SEMANTIK DAN SEMIOTIK DALAM TAFSIR AL-QUR’AN
OLEH : AZIZ MUSLIM, S. PdI
A.    PENDAHULUAN
Dalam catatan sejarah Arab pra-Islam, komunitas Arab memiliki tingkat kemajuan yang pesat dalam perekonomian, hubungan dengan dunia international, dan terutama dalam aspek kebahasaannya. Tradisi sastra, prosa, dan puisi sudah menjadi tradisi Arab pra-Islam. Hal ini mengindikasikan sebelum Alquran turun, bangsa Arab sudah memiliki kemampuan tinggi dalam bidang bahasa.

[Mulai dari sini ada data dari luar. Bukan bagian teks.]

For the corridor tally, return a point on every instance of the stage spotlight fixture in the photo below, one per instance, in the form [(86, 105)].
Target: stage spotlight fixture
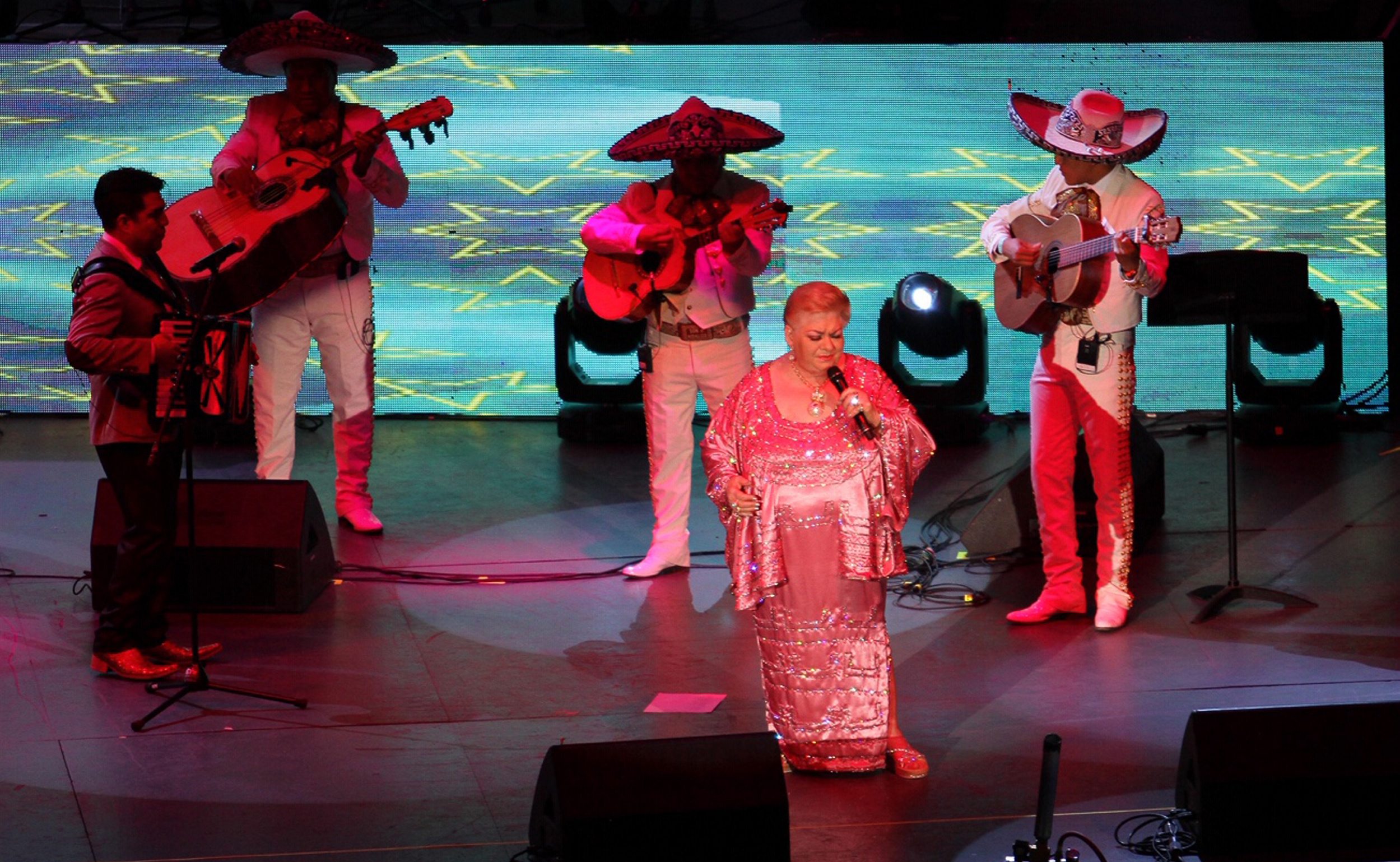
[(1287, 401), (604, 408), (933, 318)]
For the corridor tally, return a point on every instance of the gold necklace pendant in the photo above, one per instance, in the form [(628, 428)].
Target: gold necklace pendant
[(818, 405)]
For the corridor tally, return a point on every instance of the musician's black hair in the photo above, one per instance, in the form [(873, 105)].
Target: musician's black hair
[(122, 192)]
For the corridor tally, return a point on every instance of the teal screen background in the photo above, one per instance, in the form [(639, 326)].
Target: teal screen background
[(894, 157)]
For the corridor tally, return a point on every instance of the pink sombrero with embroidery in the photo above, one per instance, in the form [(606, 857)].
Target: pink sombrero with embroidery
[(1094, 127), (695, 128), (265, 48)]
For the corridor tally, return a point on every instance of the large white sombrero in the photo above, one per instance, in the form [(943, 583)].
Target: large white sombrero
[(265, 48), (1091, 128), (695, 128)]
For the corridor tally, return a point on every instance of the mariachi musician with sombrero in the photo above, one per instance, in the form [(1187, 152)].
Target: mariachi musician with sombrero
[(329, 299), (1084, 374), (699, 215)]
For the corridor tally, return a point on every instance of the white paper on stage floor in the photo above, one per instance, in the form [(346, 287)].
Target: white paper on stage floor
[(683, 703)]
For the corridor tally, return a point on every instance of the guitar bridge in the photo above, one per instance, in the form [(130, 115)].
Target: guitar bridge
[(206, 230)]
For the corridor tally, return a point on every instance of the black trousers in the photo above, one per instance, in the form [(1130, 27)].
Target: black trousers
[(141, 583)]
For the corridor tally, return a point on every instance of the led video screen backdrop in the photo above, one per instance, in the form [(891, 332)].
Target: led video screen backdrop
[(894, 157)]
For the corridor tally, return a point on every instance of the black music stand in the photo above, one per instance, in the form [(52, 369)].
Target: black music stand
[(1231, 288), (185, 377)]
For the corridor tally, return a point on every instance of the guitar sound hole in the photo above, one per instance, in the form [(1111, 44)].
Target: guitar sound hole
[(272, 195)]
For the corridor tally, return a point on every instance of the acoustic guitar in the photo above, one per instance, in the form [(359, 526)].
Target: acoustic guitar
[(295, 215), (1070, 271), (627, 286)]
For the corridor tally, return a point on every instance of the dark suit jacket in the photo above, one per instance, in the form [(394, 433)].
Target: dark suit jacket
[(110, 338)]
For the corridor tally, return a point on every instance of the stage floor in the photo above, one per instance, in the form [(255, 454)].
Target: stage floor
[(431, 706)]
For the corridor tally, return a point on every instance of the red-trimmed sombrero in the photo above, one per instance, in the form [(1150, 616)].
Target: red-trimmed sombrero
[(265, 48), (1091, 128), (695, 128)]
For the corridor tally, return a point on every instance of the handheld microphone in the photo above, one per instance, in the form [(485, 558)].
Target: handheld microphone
[(217, 257), (839, 382)]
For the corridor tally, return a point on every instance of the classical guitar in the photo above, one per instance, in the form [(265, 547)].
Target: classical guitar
[(296, 212), (626, 286), (1071, 270)]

Alquran yang secara definitif adalah kitab yang diturunkan oleh Allah melalui Muhammad dengan menggunakan bahasa Arab yang makna dan lafadz-nya dari Allah. pandangan teologis ini tentu tidak mengesampingkan kenyataan bahwa teknik penyampaiannya berkaitan erat dengan kesepakatan-kesepakatan (baca: bahasa konvensional) masyarakat pemakai bahasanya (baca: Arab) dan hampir semua kosakata yang terdapat pada Alquran telah digunakan dalam bentuk dan Weltanschauung tertentu oleh bangsa Arab pra Islam.

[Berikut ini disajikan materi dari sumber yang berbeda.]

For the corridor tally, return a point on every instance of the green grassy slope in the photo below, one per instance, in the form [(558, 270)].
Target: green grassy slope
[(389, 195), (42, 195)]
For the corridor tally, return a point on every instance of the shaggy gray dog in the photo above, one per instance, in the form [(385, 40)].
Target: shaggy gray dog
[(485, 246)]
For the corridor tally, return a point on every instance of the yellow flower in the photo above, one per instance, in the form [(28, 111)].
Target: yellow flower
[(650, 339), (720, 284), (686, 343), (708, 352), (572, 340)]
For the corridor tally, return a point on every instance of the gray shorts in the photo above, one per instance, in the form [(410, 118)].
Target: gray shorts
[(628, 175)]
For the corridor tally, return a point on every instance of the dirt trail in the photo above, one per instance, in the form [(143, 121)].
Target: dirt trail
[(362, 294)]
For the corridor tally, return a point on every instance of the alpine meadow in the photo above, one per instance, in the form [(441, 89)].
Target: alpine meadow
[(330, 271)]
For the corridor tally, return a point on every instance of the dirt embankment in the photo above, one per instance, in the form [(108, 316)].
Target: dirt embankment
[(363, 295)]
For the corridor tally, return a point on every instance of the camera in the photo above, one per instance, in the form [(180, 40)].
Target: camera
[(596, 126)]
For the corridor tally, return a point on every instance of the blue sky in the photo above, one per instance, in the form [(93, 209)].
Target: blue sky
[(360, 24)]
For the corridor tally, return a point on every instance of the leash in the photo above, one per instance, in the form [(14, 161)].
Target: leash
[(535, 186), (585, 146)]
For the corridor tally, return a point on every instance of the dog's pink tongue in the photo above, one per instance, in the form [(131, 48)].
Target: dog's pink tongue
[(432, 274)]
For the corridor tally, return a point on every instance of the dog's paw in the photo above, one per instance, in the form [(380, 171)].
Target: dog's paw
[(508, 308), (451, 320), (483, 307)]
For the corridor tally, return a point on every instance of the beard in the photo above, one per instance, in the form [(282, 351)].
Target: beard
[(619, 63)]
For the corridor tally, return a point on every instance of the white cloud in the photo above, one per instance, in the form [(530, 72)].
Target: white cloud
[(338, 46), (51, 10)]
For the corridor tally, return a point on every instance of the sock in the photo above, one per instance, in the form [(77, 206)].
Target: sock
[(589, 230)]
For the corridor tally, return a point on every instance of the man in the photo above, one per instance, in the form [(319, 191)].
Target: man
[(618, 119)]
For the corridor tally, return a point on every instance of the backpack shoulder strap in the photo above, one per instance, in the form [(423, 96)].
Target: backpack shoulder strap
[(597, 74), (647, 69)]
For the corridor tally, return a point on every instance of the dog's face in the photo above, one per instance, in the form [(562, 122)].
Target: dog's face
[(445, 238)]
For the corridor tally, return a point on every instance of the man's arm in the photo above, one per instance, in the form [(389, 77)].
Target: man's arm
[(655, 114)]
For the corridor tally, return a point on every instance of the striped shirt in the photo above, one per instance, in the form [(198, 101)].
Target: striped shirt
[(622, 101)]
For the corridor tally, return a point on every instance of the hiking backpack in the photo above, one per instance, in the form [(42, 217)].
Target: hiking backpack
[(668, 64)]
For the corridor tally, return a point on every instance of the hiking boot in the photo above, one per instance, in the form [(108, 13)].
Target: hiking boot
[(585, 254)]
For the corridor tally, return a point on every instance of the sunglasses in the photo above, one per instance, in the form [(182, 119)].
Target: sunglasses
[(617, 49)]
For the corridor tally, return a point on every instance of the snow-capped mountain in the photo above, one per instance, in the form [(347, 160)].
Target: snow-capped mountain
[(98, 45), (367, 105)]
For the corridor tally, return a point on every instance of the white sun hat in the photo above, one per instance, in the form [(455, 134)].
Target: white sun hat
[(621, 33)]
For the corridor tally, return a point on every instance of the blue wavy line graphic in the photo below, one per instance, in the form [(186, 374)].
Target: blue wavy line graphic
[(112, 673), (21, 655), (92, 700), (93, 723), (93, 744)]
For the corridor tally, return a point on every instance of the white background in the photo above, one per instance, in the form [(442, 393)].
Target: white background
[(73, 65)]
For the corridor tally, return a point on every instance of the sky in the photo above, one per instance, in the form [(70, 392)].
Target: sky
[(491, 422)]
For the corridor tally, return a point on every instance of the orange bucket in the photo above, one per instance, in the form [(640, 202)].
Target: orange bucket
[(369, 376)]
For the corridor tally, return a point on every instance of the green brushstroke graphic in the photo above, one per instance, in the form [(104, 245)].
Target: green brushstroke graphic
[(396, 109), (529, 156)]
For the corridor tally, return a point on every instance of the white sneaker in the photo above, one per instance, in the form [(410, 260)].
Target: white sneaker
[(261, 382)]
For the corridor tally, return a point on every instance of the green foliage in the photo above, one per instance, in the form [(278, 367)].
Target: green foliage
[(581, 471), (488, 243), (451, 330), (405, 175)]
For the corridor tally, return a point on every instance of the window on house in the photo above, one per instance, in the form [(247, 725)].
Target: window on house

Pada titik inilah kajian semantik Alquran merabah kajian analitik terhadap istilah-istilah kunci suatu bahasa dengan suatu pandangan yang akhirnya sampai pada pengertian konseptual Weltanschauung atau pandangan dunia masyarakat yang menggunakan bahasa itu (baca: Arab), tidak hanya sebagai alat bicara dan berpikir, tetapi yang paling urgen adalah pengkonsepan dan penafsiran dunia yang melingkupinya. Sebagaimana yang ditawarkan oleh Izutsu, pentingnya kajian kebahasaan untuk melihat Weltanschauung suatu masyarakat melalui pencarian makna kata yang terstruktur dalam jaringan relasional. Selain itu, masih dalam pendapat Izutsu, perlunya penyelidikan yang teliti dan cermat terhadap situasi budaya dan masyarakat yang menggunakan bahasa tersebut.

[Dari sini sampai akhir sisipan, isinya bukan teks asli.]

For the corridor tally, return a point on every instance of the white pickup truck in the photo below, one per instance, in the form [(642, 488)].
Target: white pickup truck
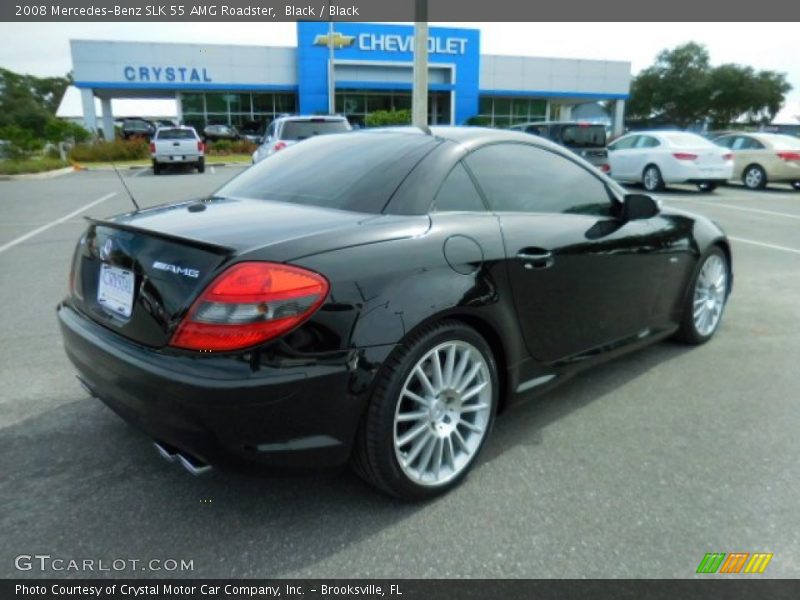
[(177, 145)]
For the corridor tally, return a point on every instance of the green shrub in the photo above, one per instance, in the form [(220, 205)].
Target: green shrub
[(21, 142), (30, 165), (387, 118), (102, 151), (227, 147)]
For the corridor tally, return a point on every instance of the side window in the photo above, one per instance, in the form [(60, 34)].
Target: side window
[(740, 143), (458, 193), (524, 178)]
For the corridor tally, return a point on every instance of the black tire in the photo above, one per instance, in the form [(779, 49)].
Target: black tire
[(374, 458), (754, 177), (688, 331), (651, 179)]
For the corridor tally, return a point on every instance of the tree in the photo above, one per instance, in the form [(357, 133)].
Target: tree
[(30, 102), (682, 88)]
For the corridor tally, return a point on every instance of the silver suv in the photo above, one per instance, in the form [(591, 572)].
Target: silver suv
[(285, 131)]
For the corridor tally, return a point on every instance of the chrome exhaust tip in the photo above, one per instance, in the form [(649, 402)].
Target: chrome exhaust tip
[(190, 463)]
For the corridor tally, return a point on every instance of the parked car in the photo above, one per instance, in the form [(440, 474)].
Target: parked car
[(657, 158), (214, 133), (587, 140), (252, 131), (286, 131), (377, 297), (137, 128), (761, 158), (177, 145)]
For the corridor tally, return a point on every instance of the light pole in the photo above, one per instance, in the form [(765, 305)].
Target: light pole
[(331, 82), (419, 94)]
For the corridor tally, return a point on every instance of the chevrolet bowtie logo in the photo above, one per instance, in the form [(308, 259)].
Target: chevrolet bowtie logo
[(339, 40)]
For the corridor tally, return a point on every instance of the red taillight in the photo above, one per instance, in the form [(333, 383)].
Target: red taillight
[(248, 304)]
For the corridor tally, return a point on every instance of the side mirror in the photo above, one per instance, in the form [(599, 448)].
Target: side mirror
[(639, 206)]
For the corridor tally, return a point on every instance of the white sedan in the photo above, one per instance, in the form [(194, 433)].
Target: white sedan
[(656, 158)]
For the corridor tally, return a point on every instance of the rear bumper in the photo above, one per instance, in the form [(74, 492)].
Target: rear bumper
[(679, 172), (177, 158), (221, 410)]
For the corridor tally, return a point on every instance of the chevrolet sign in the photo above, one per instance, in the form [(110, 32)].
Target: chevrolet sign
[(339, 40)]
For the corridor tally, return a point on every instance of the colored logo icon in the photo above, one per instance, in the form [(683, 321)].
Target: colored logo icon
[(734, 562)]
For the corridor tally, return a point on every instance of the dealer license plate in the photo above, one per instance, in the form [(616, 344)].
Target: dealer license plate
[(115, 290)]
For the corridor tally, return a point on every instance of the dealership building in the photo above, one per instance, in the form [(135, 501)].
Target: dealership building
[(371, 68)]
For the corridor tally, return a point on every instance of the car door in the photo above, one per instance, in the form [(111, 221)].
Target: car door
[(621, 156), (581, 277), (645, 151), (748, 150)]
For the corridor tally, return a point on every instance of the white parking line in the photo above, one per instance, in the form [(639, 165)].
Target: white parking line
[(765, 245), (741, 208), (47, 226)]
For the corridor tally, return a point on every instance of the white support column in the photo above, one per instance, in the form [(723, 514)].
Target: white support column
[(619, 117), (179, 108), (89, 114), (108, 118)]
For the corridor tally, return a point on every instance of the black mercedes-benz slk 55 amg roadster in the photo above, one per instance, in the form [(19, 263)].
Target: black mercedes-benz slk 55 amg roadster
[(376, 298)]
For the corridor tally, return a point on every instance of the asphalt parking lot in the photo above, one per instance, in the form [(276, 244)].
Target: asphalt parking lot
[(635, 469)]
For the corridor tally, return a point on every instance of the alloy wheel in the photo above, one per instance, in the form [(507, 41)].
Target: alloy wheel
[(652, 179), (443, 413), (709, 295), (754, 178)]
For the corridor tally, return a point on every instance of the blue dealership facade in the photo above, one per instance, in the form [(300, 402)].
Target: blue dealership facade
[(371, 70)]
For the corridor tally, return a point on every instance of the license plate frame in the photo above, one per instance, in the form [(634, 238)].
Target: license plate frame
[(115, 287)]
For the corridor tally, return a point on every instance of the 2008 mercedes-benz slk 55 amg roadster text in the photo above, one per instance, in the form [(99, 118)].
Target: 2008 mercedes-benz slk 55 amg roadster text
[(377, 297)]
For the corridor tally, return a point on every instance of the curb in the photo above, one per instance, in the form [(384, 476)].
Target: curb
[(42, 175)]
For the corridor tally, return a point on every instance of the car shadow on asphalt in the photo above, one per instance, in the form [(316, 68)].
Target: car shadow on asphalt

Sementara itu dalam studi metodologi penafsiran Alquran, sebenarnya kajian yang menggunakan metode kebahasaan sudah dilakukan oleh beberapa pakar mufassir klasik, di antaranya adalah Al-Farra’ dengan karya tafsirnya Ma’anil Quran, Abu Ubaidah, Al-Sijistani dan Al-Zamakhsyari. Lalu kemudian dikembangkan lagi oleh Amin Al-Khuli yang kemudian teori-teorinya di aplikasikan oleh Aisyah bint Al-Syati’ dalam tafsirnya Al-Bayan Li Quran Al Karim. gagasan Amin Al-Khuli kemudian dikembangkan lagi oleh Toshihiko Izutsu yang dikenal dengan teori Semantik Alquran.
Untuk menuju langkah ke teori Semantika Alquran, harus lebih teliti dalam mengkaji kosakata-kosakata Arab. Kosakata dilihat dari segi pendirian metodologis ada dua macam. Kedua tersebut adalah pandangan diakronik dan pandangan sinkronik. Diakronik secara etimologis adalah analisis bahasa dengan menitik beratkan kepada waktu. Dengan pandangan tersebut, secara diakronik kosakata adalah sekumpulan kata yang masing-masingnya tumbuh dan berubah secara bebas dengan caranya sendiri yang khas.
Beberapa kelompok kata tersebut dapat berhenti tumbuh dan mulai tidak digunakan lagi oleh masyarakat pemakai bahasa tersebut dalam jangka waktu tertentu, sedangkan kelompok kata yang lain dapat bertumbuh dan berkembang dalam jangka waktu yang lama. Analisis diakronik—menganalisis dan melihat perkembangan bahasa sesuai dengan Weltanschauung nya—meneliti perkembagan kosakata dalam beberapa tahapan. Pertama, analisis kata sebelum Alquran turun, atau pada masa jahiliyyah. Kedua, pada masa turunnya Alquran. Dan ketiga, setelah turunnya Alquran. Pada masa Arab pra-Islam, terdapat tiga sistem kata yang berbeda secara Pandangan dunianya. Pertama, kosakata badui murni. Kedua, kosakata kelompok pedagang yang memiliki karakteristik hampir sama dengan kosakata badui dan memiliki pandangan dunia sendiri. Ketiga, kosakata yahudi-kristen yang memiliki sistem religius yang juga hidup di tanah Arab. ketiga poin tersebut merupakan unsur-unsur analisis diakronik yang urgen terhadap kosakata Arab pra-Islam.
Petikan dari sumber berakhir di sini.